The Best 35 Your Mommas Jokes

Following is our collection of funny Your Mommas jokes. There are some your mommas jokes no one knows (to tell your friends) and to make you laugh out loud.

Take your time to read those puns and riddles where you ask a question with answers, or where the setup is the punchline. We hope you will find these your mommas puns funny enough to tell and make people laugh.

Top 10 of the Funniest Your Mommas Jokes and Puns

Can we ban "yo momma" jokes from this sub? They're old, stupid and have been done by literally everyone hundreds of times

Just like yo mamma

Where do little jokes come from?

Well, a dad joke meets yo momma joke and then they knock knock.

What do you call a cow with 3 legs?

Lean beef.

What do you call a cow with no legs?

Ground beef.

What do you call a cow with two legs?

Yo momma.

Every "yo momma" joke has been done thousands of times, by thousands of different people.

Kinda like yo momma.

A little boy caught his mom riding his dad.

The little boy said, Mom what are you doing?

She said, Son, your daddy's stomach is too big so I sit on top to flatten it out.

He said, Aw momma you're wasting your time because when you're not here the lady next door gets on her knees and blows it back up!


Yo momma is so fat ...

She took a jump in the pool, they found water on Mars.

Yo momma is so vegan and fat...

..that she ate a meal and got arrested for deforestation.

Yo momma's so fat, that when she fell

no one was laughing but the ground was cracking up.

Yo momma, she so fat...

there's people on the internet who believe she's flat, not round.

Your momma so slutty...

...her spirit animal is the swallow.

If a mass of beef fat is 'tallow', and mass of pig fat is 'lard', what is a mass of human fat called?

'American'.

Just kidding, it's actually called 'Yo Momma'.

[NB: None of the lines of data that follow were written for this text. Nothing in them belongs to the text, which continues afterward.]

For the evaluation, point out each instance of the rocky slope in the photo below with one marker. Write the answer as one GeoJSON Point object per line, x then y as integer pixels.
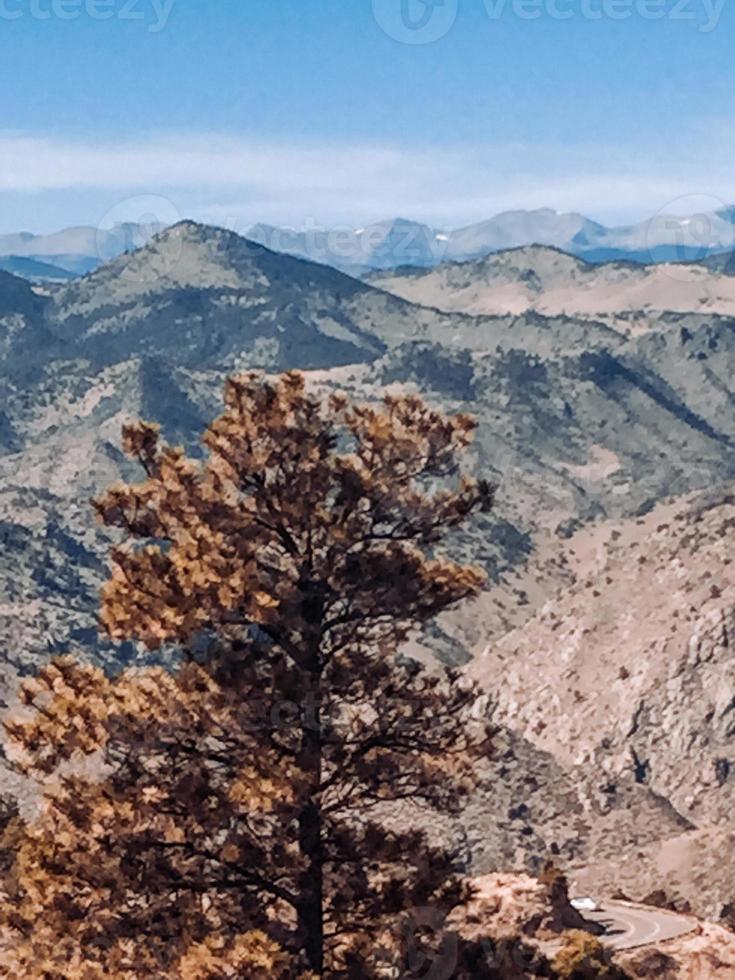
{"type": "Point", "coordinates": [555, 283]}
{"type": "Point", "coordinates": [604, 636]}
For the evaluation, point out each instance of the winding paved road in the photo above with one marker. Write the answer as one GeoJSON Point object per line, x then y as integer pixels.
{"type": "Point", "coordinates": [627, 926]}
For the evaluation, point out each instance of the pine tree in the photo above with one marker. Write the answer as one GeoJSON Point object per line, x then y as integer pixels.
{"type": "Point", "coordinates": [236, 816]}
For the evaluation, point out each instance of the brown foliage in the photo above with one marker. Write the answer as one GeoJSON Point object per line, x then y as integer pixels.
{"type": "Point", "coordinates": [226, 819]}
{"type": "Point", "coordinates": [583, 957]}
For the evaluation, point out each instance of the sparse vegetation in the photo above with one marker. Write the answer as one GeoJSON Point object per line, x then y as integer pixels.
{"type": "Point", "coordinates": [233, 815]}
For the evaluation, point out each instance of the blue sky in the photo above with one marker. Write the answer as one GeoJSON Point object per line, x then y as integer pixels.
{"type": "Point", "coordinates": [320, 112]}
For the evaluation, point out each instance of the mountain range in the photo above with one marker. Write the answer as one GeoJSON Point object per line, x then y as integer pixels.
{"type": "Point", "coordinates": [606, 407]}
{"type": "Point", "coordinates": [400, 242]}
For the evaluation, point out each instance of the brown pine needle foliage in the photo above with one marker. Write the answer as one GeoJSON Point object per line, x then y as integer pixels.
{"type": "Point", "coordinates": [226, 819]}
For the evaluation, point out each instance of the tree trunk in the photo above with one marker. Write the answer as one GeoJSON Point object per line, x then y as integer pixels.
{"type": "Point", "coordinates": [311, 884]}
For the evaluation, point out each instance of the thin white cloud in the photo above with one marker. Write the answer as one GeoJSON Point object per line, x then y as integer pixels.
{"type": "Point", "coordinates": [238, 181]}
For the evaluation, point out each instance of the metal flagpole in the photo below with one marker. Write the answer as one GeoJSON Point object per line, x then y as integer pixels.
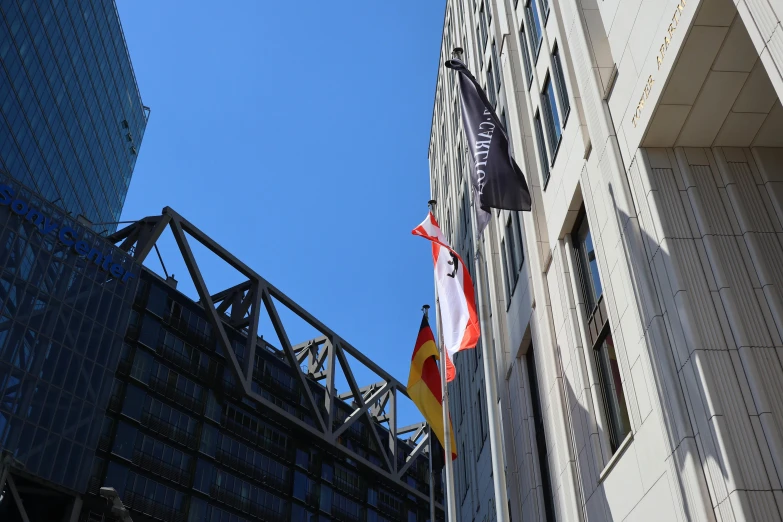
{"type": "Point", "coordinates": [432, 478]}
{"type": "Point", "coordinates": [491, 386]}
{"type": "Point", "coordinates": [451, 497]}
{"type": "Point", "coordinates": [426, 309]}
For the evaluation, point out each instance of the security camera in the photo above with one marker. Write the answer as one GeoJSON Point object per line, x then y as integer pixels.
{"type": "Point", "coordinates": [117, 508]}
{"type": "Point", "coordinates": [109, 493]}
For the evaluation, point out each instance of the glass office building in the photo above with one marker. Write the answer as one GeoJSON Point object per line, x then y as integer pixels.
{"type": "Point", "coordinates": [183, 442]}
{"type": "Point", "coordinates": [109, 376]}
{"type": "Point", "coordinates": [71, 116]}
{"type": "Point", "coordinates": [64, 307]}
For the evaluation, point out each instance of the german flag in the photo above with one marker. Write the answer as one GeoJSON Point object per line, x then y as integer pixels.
{"type": "Point", "coordinates": [424, 384]}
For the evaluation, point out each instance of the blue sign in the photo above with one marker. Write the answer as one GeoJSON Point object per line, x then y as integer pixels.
{"type": "Point", "coordinates": [67, 235]}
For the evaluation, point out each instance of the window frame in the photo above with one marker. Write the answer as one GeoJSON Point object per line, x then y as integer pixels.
{"type": "Point", "coordinates": [532, 15]}
{"type": "Point", "coordinates": [617, 405]}
{"type": "Point", "coordinates": [496, 63]}
{"type": "Point", "coordinates": [539, 428]}
{"type": "Point", "coordinates": [526, 63]}
{"type": "Point", "coordinates": [560, 85]}
{"type": "Point", "coordinates": [491, 88]}
{"type": "Point", "coordinates": [554, 130]}
{"type": "Point", "coordinates": [542, 150]}
{"type": "Point", "coordinates": [592, 298]}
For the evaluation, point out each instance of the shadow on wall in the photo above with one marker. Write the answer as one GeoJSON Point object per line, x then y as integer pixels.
{"type": "Point", "coordinates": [708, 294]}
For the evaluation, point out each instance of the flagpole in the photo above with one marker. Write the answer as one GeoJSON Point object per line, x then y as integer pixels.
{"type": "Point", "coordinates": [451, 497]}
{"type": "Point", "coordinates": [491, 386]}
{"type": "Point", "coordinates": [426, 309]}
{"type": "Point", "coordinates": [432, 478]}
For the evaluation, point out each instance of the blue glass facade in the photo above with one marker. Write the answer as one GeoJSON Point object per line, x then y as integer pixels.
{"type": "Point", "coordinates": [71, 116]}
{"type": "Point", "coordinates": [62, 322]}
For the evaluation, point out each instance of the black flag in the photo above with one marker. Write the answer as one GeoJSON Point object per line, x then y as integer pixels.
{"type": "Point", "coordinates": [497, 180]}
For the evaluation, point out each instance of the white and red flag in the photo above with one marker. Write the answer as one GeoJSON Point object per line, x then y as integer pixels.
{"type": "Point", "coordinates": [455, 292]}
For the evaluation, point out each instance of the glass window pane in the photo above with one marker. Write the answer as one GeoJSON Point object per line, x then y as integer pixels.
{"type": "Point", "coordinates": [612, 387]}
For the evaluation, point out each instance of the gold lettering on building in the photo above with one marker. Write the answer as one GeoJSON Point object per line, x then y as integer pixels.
{"type": "Point", "coordinates": [642, 100]}
{"type": "Point", "coordinates": [659, 59]}
{"type": "Point", "coordinates": [670, 33]}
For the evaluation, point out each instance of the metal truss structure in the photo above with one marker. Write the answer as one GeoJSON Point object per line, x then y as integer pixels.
{"type": "Point", "coordinates": [318, 359]}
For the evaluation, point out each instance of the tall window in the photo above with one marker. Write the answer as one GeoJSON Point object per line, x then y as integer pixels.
{"type": "Point", "coordinates": [545, 5]}
{"type": "Point", "coordinates": [534, 22]}
{"type": "Point", "coordinates": [600, 335]}
{"type": "Point", "coordinates": [551, 117]}
{"type": "Point", "coordinates": [484, 27]}
{"type": "Point", "coordinates": [543, 158]}
{"type": "Point", "coordinates": [496, 62]}
{"type": "Point", "coordinates": [526, 57]}
{"type": "Point", "coordinates": [514, 260]}
{"type": "Point", "coordinates": [562, 90]}
{"type": "Point", "coordinates": [538, 424]}
{"type": "Point", "coordinates": [612, 391]}
{"type": "Point", "coordinates": [491, 92]}
{"type": "Point", "coordinates": [587, 266]}
{"type": "Point", "coordinates": [483, 421]}
{"type": "Point", "coordinates": [506, 269]}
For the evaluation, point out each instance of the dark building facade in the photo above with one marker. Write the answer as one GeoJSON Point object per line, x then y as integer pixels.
{"type": "Point", "coordinates": [182, 442]}
{"type": "Point", "coordinates": [109, 376]}
{"type": "Point", "coordinates": [71, 116]}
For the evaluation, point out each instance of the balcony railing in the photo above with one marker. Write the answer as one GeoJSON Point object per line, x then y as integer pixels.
{"type": "Point", "coordinates": [161, 468]}
{"type": "Point", "coordinates": [196, 338]}
{"type": "Point", "coordinates": [151, 507]}
{"type": "Point", "coordinates": [123, 368]}
{"type": "Point", "coordinates": [169, 430]}
{"type": "Point", "coordinates": [104, 443]}
{"type": "Point", "coordinates": [170, 391]}
{"type": "Point", "coordinates": [354, 490]}
{"type": "Point", "coordinates": [115, 404]}
{"type": "Point", "coordinates": [255, 437]}
{"type": "Point", "coordinates": [209, 373]}
{"type": "Point", "coordinates": [341, 514]}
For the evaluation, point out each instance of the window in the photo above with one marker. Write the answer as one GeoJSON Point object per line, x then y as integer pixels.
{"type": "Point", "coordinates": [519, 241]}
{"type": "Point", "coordinates": [484, 26]}
{"type": "Point", "coordinates": [587, 265]}
{"type": "Point", "coordinates": [545, 5]}
{"type": "Point", "coordinates": [551, 117]}
{"type": "Point", "coordinates": [612, 391]}
{"type": "Point", "coordinates": [562, 90]}
{"type": "Point", "coordinates": [515, 258]}
{"type": "Point", "coordinates": [600, 335]}
{"type": "Point", "coordinates": [541, 447]}
{"type": "Point", "coordinates": [506, 268]}
{"type": "Point", "coordinates": [124, 440]}
{"type": "Point", "coordinates": [142, 365]}
{"type": "Point", "coordinates": [507, 129]}
{"type": "Point", "coordinates": [496, 62]}
{"type": "Point", "coordinates": [542, 155]}
{"type": "Point", "coordinates": [534, 24]}
{"type": "Point", "coordinates": [483, 421]}
{"type": "Point", "coordinates": [491, 89]}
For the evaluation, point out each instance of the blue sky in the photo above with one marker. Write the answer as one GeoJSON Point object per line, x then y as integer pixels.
{"type": "Point", "coordinates": [295, 134]}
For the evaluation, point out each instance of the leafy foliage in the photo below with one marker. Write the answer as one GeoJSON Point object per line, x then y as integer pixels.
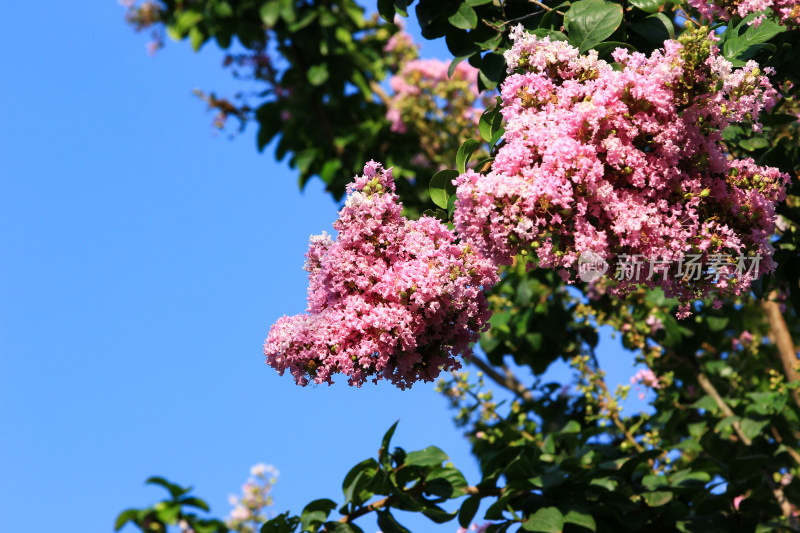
{"type": "Point", "coordinates": [718, 452]}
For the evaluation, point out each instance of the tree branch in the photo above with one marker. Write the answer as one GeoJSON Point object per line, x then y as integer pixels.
{"type": "Point", "coordinates": [509, 380]}
{"type": "Point", "coordinates": [389, 500]}
{"type": "Point", "coordinates": [777, 491]}
{"type": "Point", "coordinates": [783, 341]}
{"type": "Point", "coordinates": [704, 382]}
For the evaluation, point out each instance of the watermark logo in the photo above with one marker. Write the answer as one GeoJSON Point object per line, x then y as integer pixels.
{"type": "Point", "coordinates": [591, 266]}
{"type": "Point", "coordinates": [691, 267]}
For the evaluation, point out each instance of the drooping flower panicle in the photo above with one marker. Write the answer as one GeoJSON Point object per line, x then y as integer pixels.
{"type": "Point", "coordinates": [390, 298]}
{"type": "Point", "coordinates": [787, 11]}
{"type": "Point", "coordinates": [626, 162]}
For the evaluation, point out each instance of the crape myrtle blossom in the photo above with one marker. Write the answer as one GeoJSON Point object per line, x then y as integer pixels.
{"type": "Point", "coordinates": [646, 377]}
{"type": "Point", "coordinates": [626, 162]}
{"type": "Point", "coordinates": [249, 509]}
{"type": "Point", "coordinates": [787, 11]}
{"type": "Point", "coordinates": [390, 298]}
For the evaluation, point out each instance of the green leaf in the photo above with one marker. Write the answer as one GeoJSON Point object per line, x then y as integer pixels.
{"type": "Point", "coordinates": [441, 187]}
{"type": "Point", "coordinates": [430, 456]}
{"type": "Point", "coordinates": [650, 6]}
{"type": "Point", "coordinates": [464, 153]}
{"type": "Point", "coordinates": [468, 510]}
{"type": "Point", "coordinates": [752, 427]}
{"type": "Point", "coordinates": [454, 63]}
{"type": "Point", "coordinates": [283, 523]}
{"type": "Point", "coordinates": [386, 10]}
{"type": "Point", "coordinates": [437, 514]}
{"type": "Point", "coordinates": [316, 513]}
{"type": "Point", "coordinates": [545, 520]}
{"type": "Point", "coordinates": [465, 18]}
{"type": "Point", "coordinates": [318, 74]}
{"type": "Point", "coordinates": [657, 498]}
{"type": "Point", "coordinates": [357, 479]}
{"type": "Point", "coordinates": [496, 137]}
{"type": "Point", "coordinates": [340, 527]}
{"type": "Point", "coordinates": [445, 482]}
{"type": "Point", "coordinates": [754, 143]}
{"type": "Point", "coordinates": [656, 28]}
{"type": "Point", "coordinates": [303, 22]}
{"type": "Point", "coordinates": [580, 519]}
{"type": "Point", "coordinates": [490, 122]}
{"type": "Point", "coordinates": [589, 22]}
{"type": "Point", "coordinates": [717, 323]}
{"type": "Point", "coordinates": [186, 20]}
{"type": "Point", "coordinates": [176, 491]}
{"type": "Point", "coordinates": [726, 422]}
{"type": "Point", "coordinates": [124, 517]}
{"type": "Point", "coordinates": [196, 38]}
{"type": "Point", "coordinates": [492, 68]}
{"type": "Point", "coordinates": [191, 501]}
{"type": "Point", "coordinates": [552, 34]}
{"type": "Point", "coordinates": [743, 40]}
{"type": "Point", "coordinates": [383, 453]}
{"type": "Point", "coordinates": [270, 11]}
{"type": "Point", "coordinates": [388, 524]}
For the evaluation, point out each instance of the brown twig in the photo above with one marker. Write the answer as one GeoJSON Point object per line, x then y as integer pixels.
{"type": "Point", "coordinates": [508, 381]}
{"type": "Point", "coordinates": [617, 422]}
{"type": "Point", "coordinates": [380, 93]}
{"type": "Point", "coordinates": [783, 341]}
{"type": "Point", "coordinates": [389, 500]}
{"type": "Point", "coordinates": [777, 491]}
{"type": "Point", "coordinates": [704, 382]}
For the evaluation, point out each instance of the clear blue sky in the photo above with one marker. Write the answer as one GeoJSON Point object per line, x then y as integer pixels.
{"type": "Point", "coordinates": [142, 261]}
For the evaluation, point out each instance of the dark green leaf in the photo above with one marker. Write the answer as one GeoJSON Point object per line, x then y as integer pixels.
{"type": "Point", "coordinates": [741, 38]}
{"type": "Point", "coordinates": [656, 28]}
{"type": "Point", "coordinates": [315, 513]}
{"type": "Point", "coordinates": [176, 491]}
{"type": "Point", "coordinates": [465, 18]}
{"type": "Point", "coordinates": [465, 153]}
{"type": "Point", "coordinates": [580, 518]}
{"type": "Point", "coordinates": [752, 427]}
{"type": "Point", "coordinates": [650, 6]}
{"type": "Point", "coordinates": [657, 498]}
{"type": "Point", "coordinates": [441, 188]}
{"type": "Point", "coordinates": [492, 68]}
{"type": "Point", "coordinates": [318, 74]}
{"type": "Point", "coordinates": [388, 524]}
{"type": "Point", "coordinates": [446, 483]}
{"type": "Point", "coordinates": [283, 523]}
{"type": "Point", "coordinates": [545, 520]}
{"type": "Point", "coordinates": [386, 10]}
{"type": "Point", "coordinates": [468, 510]}
{"type": "Point", "coordinates": [191, 501]}
{"type": "Point", "coordinates": [490, 122]}
{"type": "Point", "coordinates": [589, 22]}
{"type": "Point", "coordinates": [125, 517]}
{"type": "Point", "coordinates": [430, 456]}
{"type": "Point", "coordinates": [383, 453]}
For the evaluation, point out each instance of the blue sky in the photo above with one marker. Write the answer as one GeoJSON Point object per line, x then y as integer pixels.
{"type": "Point", "coordinates": [142, 261]}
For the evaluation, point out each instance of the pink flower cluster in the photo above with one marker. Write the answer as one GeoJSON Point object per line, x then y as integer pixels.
{"type": "Point", "coordinates": [390, 298]}
{"type": "Point", "coordinates": [249, 510]}
{"type": "Point", "coordinates": [627, 161]}
{"type": "Point", "coordinates": [422, 81]}
{"type": "Point", "coordinates": [788, 11]}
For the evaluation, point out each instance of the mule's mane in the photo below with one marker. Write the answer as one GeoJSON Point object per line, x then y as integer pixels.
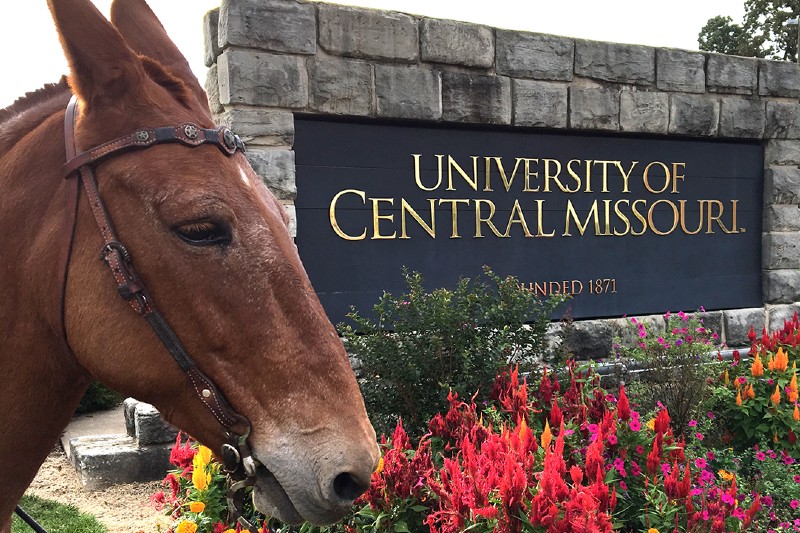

You can explore your mommas reddit one liners, including funnies and gags. Read them and you will understand what jokes are funny? Those of you who have teens can tell them clean your mommas dad jokes. There are also your mommas puns for kids, 5 year olds, boys and girls.


Can we ban yo momma jokes in this sub? They old, stupid and been done by like literally everyone a thousand times

Just like yo momma

Yo momma so fat...

Yo momma so fat when she talks to herself its a long distance call.

Yo momma's so mean

she has no standard deviation

Your momma's so fat, she's like the negative cosine of X...

They both go down after pi

The heaviest things in the universe

3 - Neutron stars

2 - Black holes

1 - The collective weight of the people who thought this was a yo momma joke

Yo momma so fat, when she wants to take a bath...

She fills up the tub and THEN turns on the water.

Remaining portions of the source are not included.